What is Amazon Elastic Compute Cloud?
Amazon Elastic Compute Cloud (Amazon EC2) is one of the well-known AWS web service, that provides secure, resizable compute capacity in the cloud. It is designed for developers to have complete control on scaling, configuration, and computing environment.
Amazon EC2 reduces the time required to obtain and boot new server instances to minutes, allowing you to quickly scale capacity, both up and down, as your computing requirements change. Amazon EC2 changes the economics of computing by allowing you to pay only for capacity that you actually use.
Using Amazon EC2 eliminates your need to invest in hardware upfront, so you can develop and deploy applications faster. You can use Amazon EC2 to launch as many or as few virtual servers as you need, configure security and networking, and manage storage.
Components of EC2
- Elastic Block Storage (EBS): Amazon EBS is a storage service that allows to create storage volumes (hard disks) and attaching them to AWS EC2 instances. For more information check the tutorial of Amazon EBS.
- Amazon EC2 instance types: Instance type is your EC2 machine configuration, that you specify when you launch an instance. Each instance type offers different combinations of CPU, memory, storage, and networking capacity. You can select an instance type based on the requirements of the application or software that you plan to run on your instance. For more information check the tutorial on Amazon EC2 instance types.
- Amazon Machine Image (AMI): Amazon Machine Image (AMI) provides you with a preconfigured template with an Operating system, tools, software, and applications. You can choose different AMIs to launch instances based on your project requirement. For more information check the tutorial of Amazon Machine Image.
Features of EC2
- EC2 provides you a virtual servers called instances, you can use the instances just like an on-premises servers.

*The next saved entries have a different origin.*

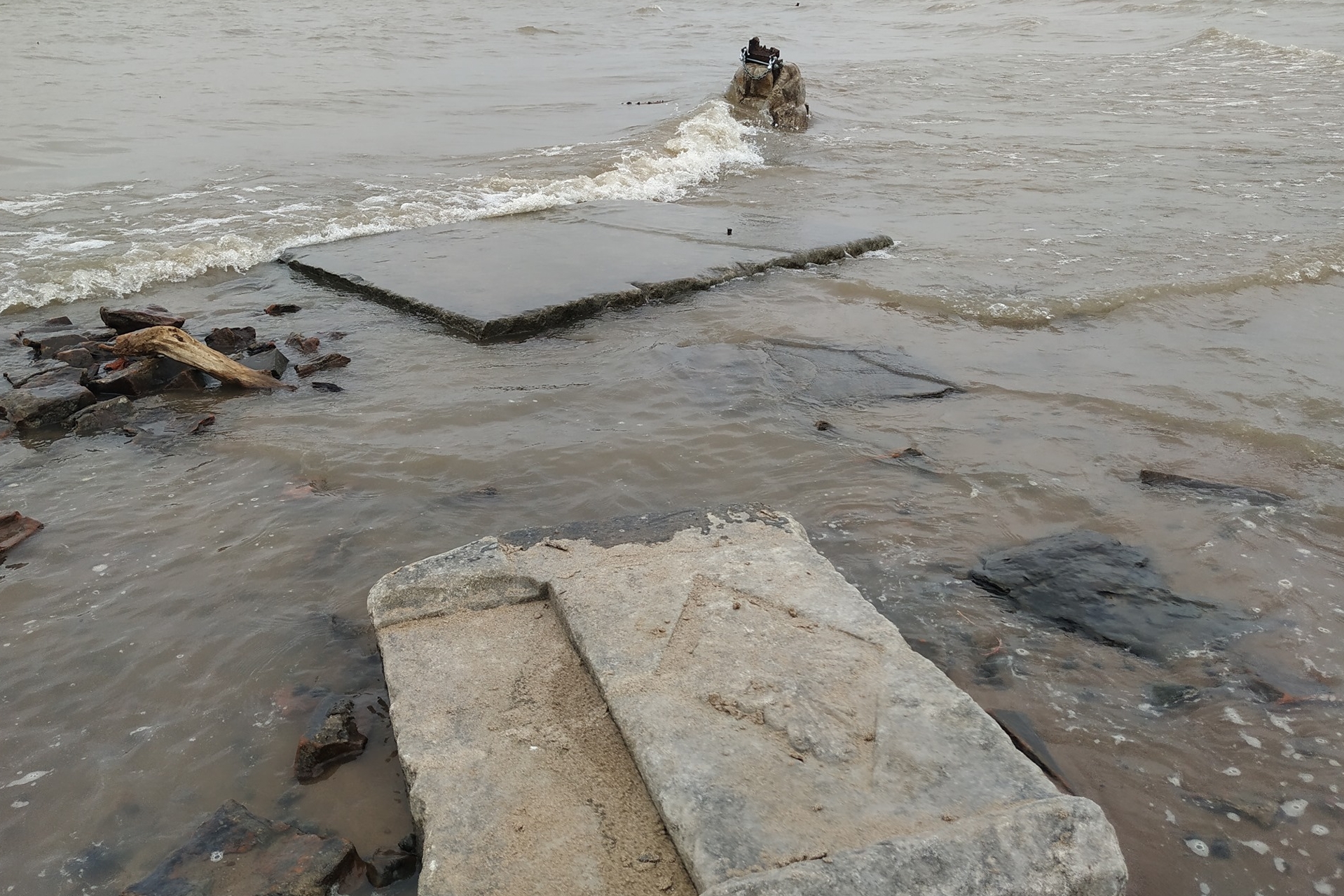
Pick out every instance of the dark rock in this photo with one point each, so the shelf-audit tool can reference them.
(1153, 478)
(306, 344)
(828, 375)
(190, 380)
(57, 375)
(331, 739)
(273, 361)
(114, 414)
(144, 376)
(48, 345)
(15, 528)
(230, 339)
(1167, 695)
(45, 405)
(77, 357)
(386, 867)
(127, 320)
(1092, 584)
(324, 363)
(240, 853)
(22, 378)
(1024, 736)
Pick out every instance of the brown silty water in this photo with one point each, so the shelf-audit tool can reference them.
(1118, 231)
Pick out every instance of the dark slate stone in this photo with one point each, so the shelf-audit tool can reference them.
(650, 528)
(1153, 478)
(1092, 584)
(272, 361)
(230, 339)
(386, 867)
(331, 739)
(45, 405)
(828, 375)
(578, 262)
(324, 363)
(128, 320)
(237, 852)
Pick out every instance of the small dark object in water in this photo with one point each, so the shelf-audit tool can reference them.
(331, 739)
(386, 867)
(1153, 478)
(14, 528)
(230, 339)
(1167, 695)
(1024, 736)
(324, 363)
(306, 344)
(262, 857)
(272, 361)
(1092, 584)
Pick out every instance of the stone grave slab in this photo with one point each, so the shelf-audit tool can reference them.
(557, 691)
(522, 275)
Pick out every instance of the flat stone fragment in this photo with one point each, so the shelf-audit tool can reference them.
(505, 277)
(1156, 480)
(237, 852)
(786, 735)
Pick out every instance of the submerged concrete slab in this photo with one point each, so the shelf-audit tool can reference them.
(515, 276)
(786, 733)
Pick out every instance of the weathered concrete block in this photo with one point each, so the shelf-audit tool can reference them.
(578, 261)
(786, 735)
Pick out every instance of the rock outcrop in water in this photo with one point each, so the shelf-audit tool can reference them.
(1092, 584)
(770, 86)
(237, 852)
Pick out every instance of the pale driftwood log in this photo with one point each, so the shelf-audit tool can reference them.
(177, 344)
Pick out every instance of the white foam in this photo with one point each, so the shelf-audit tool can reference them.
(707, 144)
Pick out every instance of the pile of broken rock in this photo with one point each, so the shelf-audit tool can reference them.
(86, 380)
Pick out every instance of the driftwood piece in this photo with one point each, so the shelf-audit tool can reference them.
(178, 345)
(14, 528)
(128, 320)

- Preconfigured templates (including the operating system and additional software) known as AMI (Amazon Machine Image), used to create an EC2 instance.
- EC2 instance type provides various configurations of CPU, memory, storage, and network configuration.
- EC2 provides a secure login for your instances using key pairs. During instance creation, you must create one Key Pair if not created already. AWS stores the public key, and the private key is given to you. Private key is required to access your instance.
- EC2 provides storage volumes for temporary data that are deleted when you stop or terminate your instance, known as instance store volumes.
- You can attach/mount Amazon Elastic Block Store (Amazon EBS) volumes for persistent storage. Amazon EBS provides block level storage and behaves like raw, unformatted block devices.
- You can define firewall security like protocols, ports, and source IP ranges that can reach your instances using security groups.
- AWS allocates one dynamic public IP and one private IP to your instance. Public IP can be changed if your instance is stopped or rebooted. You can use static IPv4, known as Elastic IP for dynamic cloud computing.
- You can choose a physical location for your instance using regions and availability zones.
- You can use AWS IAM roles to provide granular access management for your instances.
- Virtual networks you can create that are logically isolated from the rest of the AWS cloud and that you can optionally connect to your own network, known as virtual private clouds (VPCs)
Best practices for Amazon EC2
Security
- Manage access to AWS resources and APIs using identity federation, IAM users, and IAM roles.
- Establish credential management policies and procedures for creating, distributing, rotating, and revoking AWS access credentials.
- Implement the least permissive rules for your security group.
- Regularly patch, update, and secure the operating system and applications on your instance.
Storage
- All EC2 AMIs are categorized as either backed by Amazon EBS or backed by instance store. Understand the implications of the root device type for data persistence, backup, and recovery.
- Use separate Amazon EBS volumes for the operating system versus your data.
- Ensure that the volume of your data persists after instance termination.
- Use the instance store available for your instance to store temporary data. Remember that the data stored in instance store is deleted when you stop or terminate your instance.
- If you use instance store for database storage, ensure that you have a cluster with a replication factor that ensures fault tolerance.
Resource management
- Use instance metadata and custom resource tags to track and identify your AWS resources.
- View your current limits for Amazon EC2. Plan to request any limit increases in advance of the time that you’ll need them.
Backup and recovery
- Regularly back up your EBS volumes using Amazon EBS snapshots (For backup you can use a backup tool or automation script).
- Create an Amazon Machine Image (AMI) from your instance to save the configuration as a template for launching future instances.
- Deploy critical components of your application across multiple Availability Zones, and replicate your data appropriately.
- Design your applications to handle dynamic IP addressing when your instance restarts.
- Monitor your instance and respond to events.
- Ensure that you are prepared to handle failover. For a basic solution, you can manually attach a network interface or Elastic IP address to a replacement instance. For an automated solution, you can use Amazon EC2 Auto Scaling.
- Regularly test the process of recovering your instances and Amazon EBS volumes if they fail.